LightCounting releases new report titled 'Optics for AI'
AI has come to the fore in the equivalent of a blink of an eye. Forecasting AI is for the brave. LightCounting's first Optics for AI report highlights how AI is changing computer architectures and networking, with optics playing a pivotal role. LightCounting’s AI forecasting focuses on optics. But if we add one prediction, it is this: not only will optics play a vital role in the evolution of AI systems, but AI will increasingly contribute to the design of these systems at the transistor, chip and system level.
The rate of innovation varies across the industry. New applications can be developed quickly. Most of them will fail, but some will succeed and change the world seemingly overnight. Innovation in software and AI algorithms is happening faster than we can keep track of it. At least this is how it seems to outside observers, but experts may argue otherwise.
Innovation in hardware is a much more gradual yet relentless process. The optical connectivity is not an exception, and we have data to prove it. The adoption of silicon photonics took a decade, and we are still waiting for this technology to deliver truly disruptive solutions such as reliable co-packaged optics. There is little doubt that this will happen by the end of this decade, but the forecast presented in this report is focused on pluggable optical transceivers deployed in AI clusters – the primary solution for optical connectivity today and for the next 5 years.
More than 90% of optical transceivers deployed in AI Clusters today are used for InfiniBand and Ethernet connectivity. Google is the only company that is using optical transceivers for inter-core interconnects (ICI) between TPUs in their production AI clusters. Nvidia is testing optical NVLink connectivity to GPUs in their research cluster. As illustrated in the figure below, NVLink connectivity to GPUs requires 4x higher bandwidth than Ethernet and InfiniBand. Another bottleneck in AI cluster design is the limited High Bandwidth Memory (HBM) available to GPUs, and it is another factor of 3x higher bandwidth, also shown in the figure below.
Google is also the only company using optical switches to scale up and reconfigure their AI clusters. It has proven to improve the cluster performance, while minimizing cost and power consumption. We expect more companies to adopt this technology in the next 3-5 years.
The scale of demand for optics for applications in AI clusters was a pleasant surprise of 2023. The timing of ChatGTP making headlines at the end of 2022 could not have been better. Fears of an upcoming economic recession and the first signs of lower growth in revenues forced all the leading Cloud companies to cut spending, including investments into datacenters and purchases of optical transceivers. We do not have the final sales data for 2023, but there is a good chance that AI saved the market from a decline last year. There is little doubt in a very strong growth for 2024-2025.

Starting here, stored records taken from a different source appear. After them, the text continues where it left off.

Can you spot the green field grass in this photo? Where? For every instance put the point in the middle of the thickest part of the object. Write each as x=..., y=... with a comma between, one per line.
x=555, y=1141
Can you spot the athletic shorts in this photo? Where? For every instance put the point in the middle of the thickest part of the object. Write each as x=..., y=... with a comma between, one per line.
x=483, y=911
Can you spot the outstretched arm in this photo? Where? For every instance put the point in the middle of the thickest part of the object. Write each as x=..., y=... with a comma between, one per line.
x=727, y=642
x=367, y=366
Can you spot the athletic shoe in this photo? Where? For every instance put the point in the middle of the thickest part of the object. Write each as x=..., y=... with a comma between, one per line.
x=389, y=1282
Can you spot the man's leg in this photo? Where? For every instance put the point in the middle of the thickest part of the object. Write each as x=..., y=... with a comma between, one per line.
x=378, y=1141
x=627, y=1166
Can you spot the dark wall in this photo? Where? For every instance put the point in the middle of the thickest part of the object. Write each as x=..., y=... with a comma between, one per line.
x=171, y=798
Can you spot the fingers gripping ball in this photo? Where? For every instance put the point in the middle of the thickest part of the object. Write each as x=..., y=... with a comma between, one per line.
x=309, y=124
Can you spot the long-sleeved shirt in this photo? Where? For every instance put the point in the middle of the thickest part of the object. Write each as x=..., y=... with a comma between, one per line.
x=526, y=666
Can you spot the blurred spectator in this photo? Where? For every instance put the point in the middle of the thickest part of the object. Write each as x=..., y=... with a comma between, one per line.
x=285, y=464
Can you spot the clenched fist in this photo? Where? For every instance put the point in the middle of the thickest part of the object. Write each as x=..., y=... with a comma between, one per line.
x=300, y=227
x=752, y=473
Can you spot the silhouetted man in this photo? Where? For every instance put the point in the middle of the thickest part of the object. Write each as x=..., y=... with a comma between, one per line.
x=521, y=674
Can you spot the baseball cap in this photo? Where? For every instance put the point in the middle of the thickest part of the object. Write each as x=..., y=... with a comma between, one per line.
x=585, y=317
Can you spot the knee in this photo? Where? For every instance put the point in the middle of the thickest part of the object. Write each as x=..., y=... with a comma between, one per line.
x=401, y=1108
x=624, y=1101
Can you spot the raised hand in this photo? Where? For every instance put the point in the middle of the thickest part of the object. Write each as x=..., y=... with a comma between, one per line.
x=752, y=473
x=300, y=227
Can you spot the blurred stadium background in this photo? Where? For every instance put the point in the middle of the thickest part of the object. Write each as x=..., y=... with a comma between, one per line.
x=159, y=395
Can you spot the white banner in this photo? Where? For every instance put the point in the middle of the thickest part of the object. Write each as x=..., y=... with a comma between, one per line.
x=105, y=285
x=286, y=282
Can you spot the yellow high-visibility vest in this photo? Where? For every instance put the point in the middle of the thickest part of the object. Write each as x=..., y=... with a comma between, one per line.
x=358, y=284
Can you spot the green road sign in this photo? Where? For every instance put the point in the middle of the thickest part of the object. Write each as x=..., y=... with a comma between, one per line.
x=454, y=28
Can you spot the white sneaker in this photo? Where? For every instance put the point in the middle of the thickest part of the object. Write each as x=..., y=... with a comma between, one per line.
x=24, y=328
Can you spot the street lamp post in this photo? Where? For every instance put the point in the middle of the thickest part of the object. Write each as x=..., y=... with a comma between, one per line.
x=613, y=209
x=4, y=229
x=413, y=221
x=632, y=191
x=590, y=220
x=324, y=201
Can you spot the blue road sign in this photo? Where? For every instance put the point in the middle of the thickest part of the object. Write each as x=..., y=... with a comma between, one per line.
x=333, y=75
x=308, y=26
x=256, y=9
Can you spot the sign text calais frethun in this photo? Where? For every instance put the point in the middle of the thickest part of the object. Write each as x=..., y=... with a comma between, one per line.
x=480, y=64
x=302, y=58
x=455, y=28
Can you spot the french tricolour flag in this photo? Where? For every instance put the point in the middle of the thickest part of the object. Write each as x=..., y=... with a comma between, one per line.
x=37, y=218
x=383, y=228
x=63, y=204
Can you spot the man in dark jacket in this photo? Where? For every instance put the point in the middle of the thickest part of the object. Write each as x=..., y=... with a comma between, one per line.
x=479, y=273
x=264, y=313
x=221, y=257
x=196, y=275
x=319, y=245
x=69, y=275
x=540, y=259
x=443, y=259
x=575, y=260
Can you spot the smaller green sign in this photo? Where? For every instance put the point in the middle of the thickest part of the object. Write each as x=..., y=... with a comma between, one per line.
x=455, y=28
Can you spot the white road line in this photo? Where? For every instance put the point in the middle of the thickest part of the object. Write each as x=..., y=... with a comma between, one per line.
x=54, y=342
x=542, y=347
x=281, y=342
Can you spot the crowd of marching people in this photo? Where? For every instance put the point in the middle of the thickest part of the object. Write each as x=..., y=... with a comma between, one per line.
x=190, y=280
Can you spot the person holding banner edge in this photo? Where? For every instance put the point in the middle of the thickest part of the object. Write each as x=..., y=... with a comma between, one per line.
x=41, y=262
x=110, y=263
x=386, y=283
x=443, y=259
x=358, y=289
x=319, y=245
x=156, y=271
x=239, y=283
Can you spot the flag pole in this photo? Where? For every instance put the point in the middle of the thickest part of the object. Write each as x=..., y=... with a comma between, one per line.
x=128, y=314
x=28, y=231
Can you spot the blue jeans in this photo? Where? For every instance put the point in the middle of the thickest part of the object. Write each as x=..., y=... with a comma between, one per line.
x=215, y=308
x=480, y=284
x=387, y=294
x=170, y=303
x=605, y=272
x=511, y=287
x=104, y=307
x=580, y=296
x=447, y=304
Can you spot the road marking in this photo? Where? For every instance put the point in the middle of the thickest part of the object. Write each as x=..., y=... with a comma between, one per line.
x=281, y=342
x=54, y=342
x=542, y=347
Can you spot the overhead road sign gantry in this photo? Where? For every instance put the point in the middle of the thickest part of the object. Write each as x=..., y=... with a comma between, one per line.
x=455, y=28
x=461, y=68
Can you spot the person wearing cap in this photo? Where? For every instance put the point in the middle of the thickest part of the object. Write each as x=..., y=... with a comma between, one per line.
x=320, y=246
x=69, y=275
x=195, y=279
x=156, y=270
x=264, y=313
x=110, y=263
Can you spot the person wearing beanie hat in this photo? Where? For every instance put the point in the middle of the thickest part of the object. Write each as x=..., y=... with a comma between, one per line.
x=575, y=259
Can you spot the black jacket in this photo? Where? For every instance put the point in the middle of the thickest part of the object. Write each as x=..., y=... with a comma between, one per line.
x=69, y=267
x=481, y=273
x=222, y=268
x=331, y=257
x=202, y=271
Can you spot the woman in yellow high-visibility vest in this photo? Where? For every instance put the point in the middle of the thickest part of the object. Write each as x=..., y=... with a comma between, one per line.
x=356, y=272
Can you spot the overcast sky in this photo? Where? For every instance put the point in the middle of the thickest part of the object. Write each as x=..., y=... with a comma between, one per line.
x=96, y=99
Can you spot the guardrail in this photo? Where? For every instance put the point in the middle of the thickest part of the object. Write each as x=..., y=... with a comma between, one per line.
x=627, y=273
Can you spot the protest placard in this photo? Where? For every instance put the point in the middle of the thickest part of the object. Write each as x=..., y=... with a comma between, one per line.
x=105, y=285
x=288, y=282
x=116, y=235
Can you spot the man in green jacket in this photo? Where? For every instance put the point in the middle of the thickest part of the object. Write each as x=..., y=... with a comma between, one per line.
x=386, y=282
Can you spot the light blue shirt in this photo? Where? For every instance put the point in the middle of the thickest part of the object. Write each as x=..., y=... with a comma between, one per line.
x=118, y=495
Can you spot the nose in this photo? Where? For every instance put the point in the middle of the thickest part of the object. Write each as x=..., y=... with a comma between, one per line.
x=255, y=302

Growth of Nvidia’s business is the main factor impacting the optical transceivers sales in 2023-2025. New designs of Nvidia’s AI clusters require a lot more transceivers. All previous systems used only InfiniBand networks for optical connectivity and these were mostly AOCs. The latest systems based on NDR (400G) InfiniBand use pluggable 400/800G SR4/SR8 and DR4/DR8 transceivers instead of AOCs. The company also announced NVLink chassis switches, designed for 800G optical connectivity in March 2022. Nvidia is currently testing NVLink over fiber internally, but these solutions should be available to end users by the end of 2024. If this takes longer, we will have to reduce our forecast for 2025-2029.
The report presents our first forecast for optical transceivers provided by Nvidia and compares it with the rest of the transceivers used in AI Clusters. Nvidia designed optical transceivers with a more stringent BER spec to minimize transmission errors. It does not prevent customers from using 3rd party optics, but it does not guarantee the system performance. This motivates many of the customers, including Microsoft, to use optics provided by Nvidia. We expect that the end users will eventually transition to using 3rd party optics to save on cost, but this will be a gradual transition.